Algorithmic Architecture
July 31st, 2008 link to (permalink)
An algorithmic design for a Hotel in Wellington, New Zealand, generated in Max Script. This is the first genuinely new movement in architecture that I have seen in the 20 years since I began.
Modern buildings are designed rather like crystals, they are a repetition of components (periodic). Natural things, however, including DNA and medieval towns are more like aperiodic crystals, with variable repetition. To create these structures, requires an algorithm rather than a single equation (that was the premise of Stephen Wolfram’s self-published tome, ‘A New Kind of Science’). Whether this is a new kind of science is debatable, however, it is certainly a new kind of architecture.
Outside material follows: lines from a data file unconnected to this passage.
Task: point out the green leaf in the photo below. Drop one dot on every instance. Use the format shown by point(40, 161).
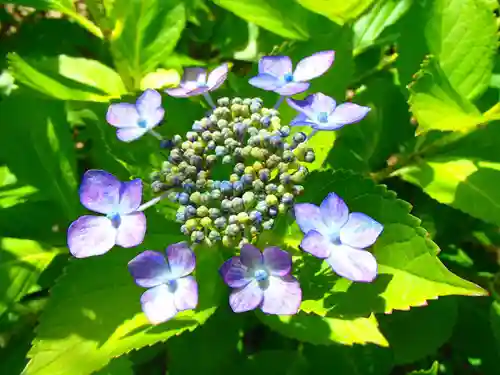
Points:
point(325, 330)
point(145, 33)
point(338, 11)
point(432, 371)
point(437, 106)
point(49, 163)
point(382, 15)
point(463, 174)
point(410, 272)
point(94, 312)
point(21, 263)
point(64, 6)
point(282, 17)
point(68, 78)
point(429, 328)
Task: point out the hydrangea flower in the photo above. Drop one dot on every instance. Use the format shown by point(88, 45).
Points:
point(276, 74)
point(101, 192)
point(262, 280)
point(322, 113)
point(171, 289)
point(134, 120)
point(339, 237)
point(195, 82)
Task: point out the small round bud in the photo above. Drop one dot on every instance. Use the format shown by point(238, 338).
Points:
point(206, 222)
point(232, 230)
point(220, 222)
point(195, 197)
point(197, 236)
point(202, 211)
point(268, 224)
point(237, 204)
point(214, 213)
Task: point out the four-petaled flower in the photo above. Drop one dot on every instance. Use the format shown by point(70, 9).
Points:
point(134, 120)
point(339, 237)
point(262, 280)
point(195, 82)
point(322, 113)
point(101, 192)
point(275, 72)
point(171, 289)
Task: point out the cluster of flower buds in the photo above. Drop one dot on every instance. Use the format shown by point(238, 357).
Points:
point(231, 175)
point(266, 164)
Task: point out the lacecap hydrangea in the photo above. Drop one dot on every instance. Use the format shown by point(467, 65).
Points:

Here is a roundup of some other algorithmic architecture on another of my sites, ‘oobject’.
tags: architecture


3 responses so far »
Steve Nordquist : Sep 3, 2008 at 11:11 pm
It’s as if you’re saying patterns are fundamentally new in design, which amn’t. Telling your computer to kill itself by rendering everything at some outset is kind of new, and getting metadata to stick to autogenerated ’solutions’ so that the plan and floorplan views work is new as in 1992 MaxStudio stuff realized in 2004 (hey, your cubes up and stopped rotating!) and the nice artsy citation thing kind of has fail stuck to it, erm….you YouTube Design Wonkabee. Crank 10,000 of these though, and you’ll have a bit of consideration to your credit; maybe a decent paper and better videos.
Hagen Das : Oct 31, 2008 at 1:48 am
Steve (above) is a douche.
admin : Oct 31, 2008 at 9:32 am
@Hagen. Well it does sound like he hasn’t ever worked in an architect’s office.